Western Md. towns file suit over alleged water contamination

By Heather Cobun

//Daily Record Legal Affairs Writer

//November 27, 2019

Two Garrett County towns filed federal lawsuits against 3M Co. Tuesday, joining a growing list of plaintiffs from across the country that allege chemicals manufactured by 3M and other companies have contaminated their drinking water.

The chemicals, perfluorooctanoic acid (PFOA) and perfluorooctane sulfonate (PFOS), have long been used as a component of foam used to put out aviation, marine and fuel fires, according to the lawsuits filed in U.S. District Court in Greenbelt by the towns of Grantsville and Mountain Lake Park.

PFOA and PFOS are “highly soluble in water, not easily biodegradable, and persistent in the environment,” according to the complaints, which said the chemicals are likely human carcinogens. The Environmental Protection Agency has issued drinking water health advisories for PFOA and PFOS.

Jonathan Novak, who represents the towns, called the chemicals a “sleeping giant” of which people are unaware.

“The gist of it is these chemicals are used all over the place in our everyday lives,” said Novak, of Fears & Nachawati in Dallas. “When they go into water, they don’t break down (and) as long as these chemicals have been used — which is, I believe, the ’60s — they’ve been building up in our water supplies.”

Grantsville and Mountain Lake Park join a growing number of plaintiffs filing suit against 3M and others in litigation currently being consolidated in federal court in South Carolina. As of Nov. 19 there were 130 plaintiffs, including the Eastern Shore town of Vienna, which sued earlier this year.

Novak said that his firm continues to speak with municipalities and water suppliers about joining the list but that some are reluctant to put their names on a lawsuit stating their water is contaminated.

“I understand a municipality saying, ‘We don’t want people to know our water is contaminated,’ but every water system is contaminated,” Novak said.

The lawsuits allege that the defendants, which include 3M, Chemguard Inc. and National Foam Inc., among others, knew or should have known by the early 1980s that PFOA and PFOS were toxic and, when sprayed in the open, could mix easily with groundwater.

“By the early 1980s, the industry suspected a correlation between PFOS exposure and human health effects,” the complaints allege.

Despite this alleged knowledge, the defendants “negligently and carelessly” continued to manufacture and supply the chemicals in firefighting foam, instructed users to wash the foam into soil and failed to warn of the dangers, according to the complaints.

The lawsuits allege strict products liability, public and private nuisance, trespass, negligence and civil conspiracy.

PFOA and PFOS are two types of per- and polyfluoroalkyl substances (PFAS), a class of chemicals developed in the 1940s, according to 3M. Those currently manufactured and used by 3M “have been tested and assessed to assure their safety for intended uses,” the company’s website states.

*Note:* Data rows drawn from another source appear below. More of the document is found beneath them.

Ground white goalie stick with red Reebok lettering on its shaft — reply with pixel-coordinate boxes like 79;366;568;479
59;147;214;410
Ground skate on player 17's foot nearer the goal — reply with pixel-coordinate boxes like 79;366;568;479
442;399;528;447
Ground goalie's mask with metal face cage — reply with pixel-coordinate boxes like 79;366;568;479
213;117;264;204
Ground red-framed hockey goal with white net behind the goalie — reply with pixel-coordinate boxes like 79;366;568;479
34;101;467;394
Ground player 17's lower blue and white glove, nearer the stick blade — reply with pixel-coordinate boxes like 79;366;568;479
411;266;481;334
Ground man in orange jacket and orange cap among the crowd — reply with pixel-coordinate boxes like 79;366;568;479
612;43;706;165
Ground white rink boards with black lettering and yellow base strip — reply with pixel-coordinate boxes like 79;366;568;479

3M announced a series of company initiatives in September related to PFAS “demonstrating the company’s longstanding commitment to environmental stewardship,” but it noted that “the weight of scientific evidence does not establish that PFAS cause any adverse human health effects at current or past levels typically found in the environment,” according to a news release.

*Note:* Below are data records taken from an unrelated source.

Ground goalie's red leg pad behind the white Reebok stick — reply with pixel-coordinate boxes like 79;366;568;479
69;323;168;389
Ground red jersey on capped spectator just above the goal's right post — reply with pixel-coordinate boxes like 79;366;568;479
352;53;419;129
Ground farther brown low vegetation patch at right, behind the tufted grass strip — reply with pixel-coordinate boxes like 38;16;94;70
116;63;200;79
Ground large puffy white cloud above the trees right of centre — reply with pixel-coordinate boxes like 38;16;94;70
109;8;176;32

Novak said 3M and DuPont, another historic manufacturer, “are fundamentally disagreeing with the dangerous nature of these chemicals.”

In a statement Wednesday, 3M said it had “acted responsibly in connection with products containing PFAS and will vigorously defend its environmental stewardship.”

Novak said that the EPA is currently determining what level of the chemicals it will consider dangerous and that water suppliers will then be on the hook for compliance. The chemicals can be removed with what is, essentially, “a very high-end Brita filter,” Novak said, but a filtration system can cost around $25 million to build.

“Not only is there the health risk, but also municipalities and water suppliers are going to face incredible liability in their own area and some form of an injunction saying the EPA requires you to remove this, so remove it,” he said.

The cases are The Town of Grantsville, Maryland v. 3M Company et al., 8:19-cv-03414, and The Town of Mountain Lake Park, Maryland v. 3M Company et al., 8:19-cv-03415.

Maryland Attorney General Brian E. Frosh joined a group of attorneys general earlier this year in asking Congress to pass legislation to aid states in addressing the public health crisis created by “forever chemicals” such as PFOA and PFOS. The letter to legislators requested regulatory action and funding for local jurisdictions with contaminated water.